The guidewire can then be used to partially ream out or displace
the cut occluding material. Depending upon the depth of the
occluding material, the guidewire may then be retracted, the
catheter sheath head advanced, the cutting bit extended, and
further rounds of occluding material cutting can be performed,
followed by further retraction of the cutting bit, further
extension of the guidewire, and further reaming or probing of the
cut material.
[0031] Once the operator has determined that the guidewire has
successfully extended past the occlusion, the guidewire may then be
extended further past the occlusion, and the catheter itself
withdrawn. A second catheter, such as a balloon or alternative
design atherectomy catheter may then be deployed up the guidewire
and to the formerly occluded site. There the occlusion may be
treated, for example by further enlargement, administration of
therapeutic agents, stenting, or additional excision of occluding
material, as needed.
[0032] Although, throughout this discussion, applications of this
device for creating a passage through refractory atherosclerotic
plaque from arteries, particularly coronary or peripheral limb
arteries, are frequently used as examples, it should be understood
that these particular examples are not intended to be limiting.
Other applications for the present technology may include removal
of kidney stones, in which case the device will be intended to
traverse the ureters; gallstones, in which case the device will be
intended to traverse the bile duct; enlarged prostate blockage of
the urethra, in which case the device will be intended to traverse
the urethra; blocked fallopian tubes, in which case the device will
be intended to traverse the fallopian tubes; treatment of blood
clots, removal of material trapped in the lungs, etc. In general,
any unwanted material occupying space in a body lumen may be
surgically removed by these techniques. Similarly, although use in
human patients is cited in most examples, it should be evident that
the same techniques may be useful in animals as well.
[0033] Helical drill bits and self-tapping screw bits are widely
known to be highly effective at penetrating through materials as
soft as wax and as refractory as rock and metal, and indeed such
devices are widely used for such purposes. Although effective,
drill bits are typically considered to be both powerful and
extremely crude. As anyone who has ever attempted to use an
electric drill can attest, drill devices, although admittedly
effective at removing material, would seem to be totally unsuited
for delicate vascular surgery, particularly at sites hidden deep
within the body. Helical self-tapping screw bits are designed
slightly differently. Although just as effective at cutting through
various materials, drill bits are configured to both cut and then
remove the material, while self-tapping screw bits are designed
primarily for cutting a passage through the material. For either
type of device, the problem is not the efficacy of cutting or
occlusion removal; the problem is one of preventing inadvertent
damage to the surrounding artery.
[0034] The invention provides a device, system and method that
overcomes and obviates the prejudice against boring devices, and
provides suitable protection and control for a type of "drill bit"
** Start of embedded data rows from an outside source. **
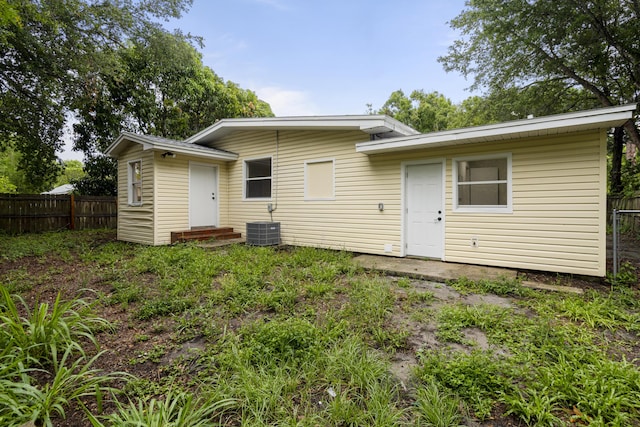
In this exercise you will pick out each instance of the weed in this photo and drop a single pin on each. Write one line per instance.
(154, 355)
(437, 408)
(177, 409)
(503, 286)
(163, 307)
(627, 276)
(48, 331)
(478, 378)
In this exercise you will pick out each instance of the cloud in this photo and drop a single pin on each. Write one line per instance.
(286, 102)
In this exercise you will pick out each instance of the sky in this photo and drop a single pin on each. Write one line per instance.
(326, 57)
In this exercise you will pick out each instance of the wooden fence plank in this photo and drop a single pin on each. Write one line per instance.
(628, 223)
(30, 213)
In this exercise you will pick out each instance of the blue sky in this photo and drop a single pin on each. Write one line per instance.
(311, 57)
(325, 57)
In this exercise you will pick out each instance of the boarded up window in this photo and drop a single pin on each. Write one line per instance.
(135, 182)
(319, 180)
(258, 178)
(483, 183)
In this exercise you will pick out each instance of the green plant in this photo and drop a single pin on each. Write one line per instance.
(287, 339)
(437, 408)
(177, 409)
(503, 286)
(627, 276)
(479, 378)
(48, 331)
(163, 307)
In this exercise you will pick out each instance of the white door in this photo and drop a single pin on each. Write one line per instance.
(424, 210)
(203, 197)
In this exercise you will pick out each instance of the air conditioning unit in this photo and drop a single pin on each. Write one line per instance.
(263, 233)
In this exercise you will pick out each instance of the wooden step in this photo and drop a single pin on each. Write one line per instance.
(217, 233)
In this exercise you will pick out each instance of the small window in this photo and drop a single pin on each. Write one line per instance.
(135, 182)
(483, 184)
(319, 180)
(257, 178)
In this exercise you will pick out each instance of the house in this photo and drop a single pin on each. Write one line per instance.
(528, 194)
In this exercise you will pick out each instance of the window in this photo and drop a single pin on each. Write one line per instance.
(135, 182)
(319, 179)
(257, 178)
(483, 184)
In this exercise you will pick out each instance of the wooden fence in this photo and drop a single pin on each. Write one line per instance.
(627, 223)
(31, 213)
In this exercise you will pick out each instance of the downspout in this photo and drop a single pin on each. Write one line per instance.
(272, 207)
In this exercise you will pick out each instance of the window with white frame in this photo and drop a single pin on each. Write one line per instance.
(319, 179)
(135, 182)
(483, 184)
(257, 173)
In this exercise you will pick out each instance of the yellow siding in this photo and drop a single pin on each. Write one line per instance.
(172, 195)
(135, 223)
(351, 221)
(559, 208)
(557, 224)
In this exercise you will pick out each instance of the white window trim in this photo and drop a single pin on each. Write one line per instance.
(244, 180)
(484, 208)
(130, 183)
(333, 189)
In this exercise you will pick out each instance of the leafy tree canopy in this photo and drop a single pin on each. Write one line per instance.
(589, 45)
(112, 67)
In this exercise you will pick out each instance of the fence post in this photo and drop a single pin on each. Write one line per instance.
(72, 212)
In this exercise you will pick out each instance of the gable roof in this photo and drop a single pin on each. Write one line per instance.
(165, 144)
(380, 126)
(601, 118)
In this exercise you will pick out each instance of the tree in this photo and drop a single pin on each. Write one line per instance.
(160, 87)
(48, 50)
(589, 45)
(72, 170)
(425, 112)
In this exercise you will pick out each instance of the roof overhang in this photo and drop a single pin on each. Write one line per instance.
(542, 126)
(379, 125)
(161, 144)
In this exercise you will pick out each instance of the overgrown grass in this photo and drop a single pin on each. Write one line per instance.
(302, 337)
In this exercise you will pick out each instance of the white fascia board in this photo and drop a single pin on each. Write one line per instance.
(198, 152)
(147, 144)
(365, 123)
(548, 125)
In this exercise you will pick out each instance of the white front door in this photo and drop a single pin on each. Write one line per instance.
(424, 210)
(203, 197)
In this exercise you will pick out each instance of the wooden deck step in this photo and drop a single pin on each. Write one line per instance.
(216, 233)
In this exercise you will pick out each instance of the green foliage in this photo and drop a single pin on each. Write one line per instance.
(478, 378)
(437, 408)
(452, 319)
(177, 409)
(425, 112)
(163, 307)
(43, 334)
(503, 286)
(72, 170)
(43, 364)
(627, 276)
(289, 339)
(6, 186)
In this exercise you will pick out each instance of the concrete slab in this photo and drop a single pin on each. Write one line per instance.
(430, 269)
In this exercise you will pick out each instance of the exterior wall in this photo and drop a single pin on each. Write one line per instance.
(135, 223)
(559, 210)
(350, 221)
(172, 194)
(559, 206)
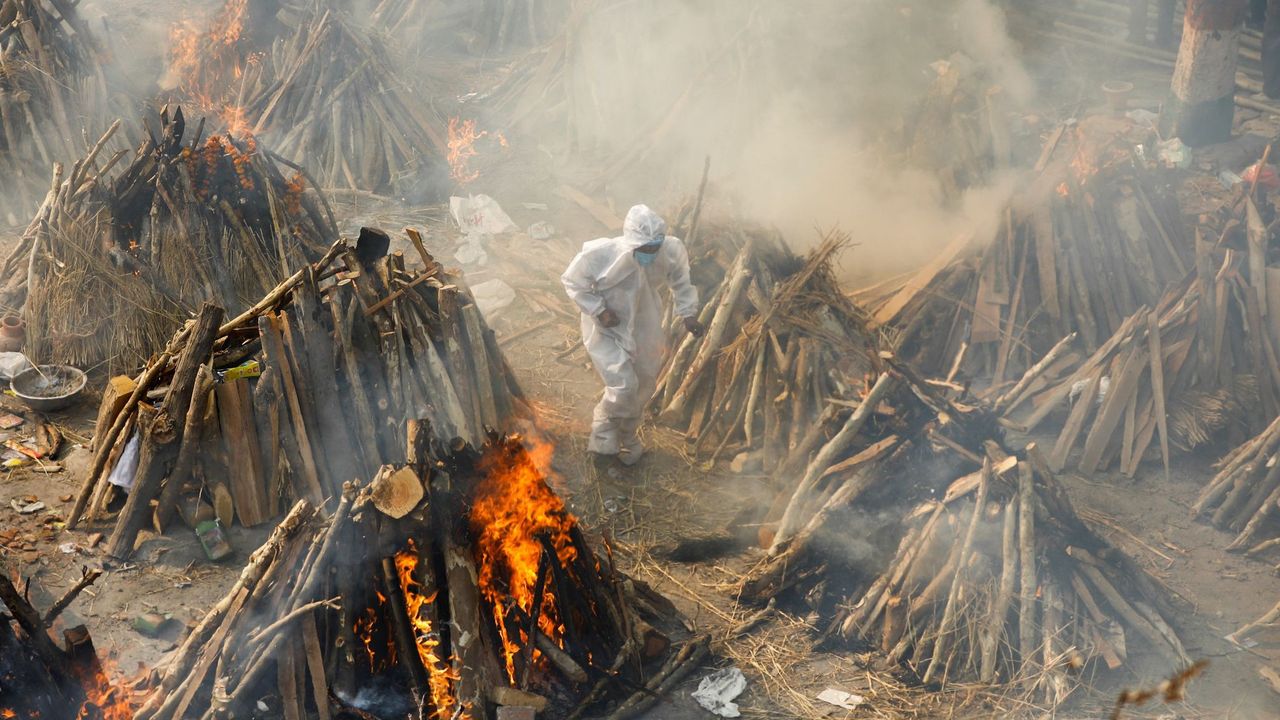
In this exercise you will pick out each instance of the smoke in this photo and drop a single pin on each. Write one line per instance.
(801, 106)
device. Thus, now catheter "drill bit" devices configured according
to the invention may now be suitable for delicate vascular surgery.
Such a device would provide powerful solutions for cutting or
removing occlusions, and yet configured to safely avoid unwanted
damage to artery walls.
[0035] In one embodiment of the invention, the superior material
cutting/removing properties of a material removal device are
combined with suitable protection and catheter guidance mechanisms
which allow such powerful cutting devices to be safely and
effectively used within the confines of delicate arteries and other
body lumens. One example is a self-threading helical screw bit
configured to penetrate material within the body lumen.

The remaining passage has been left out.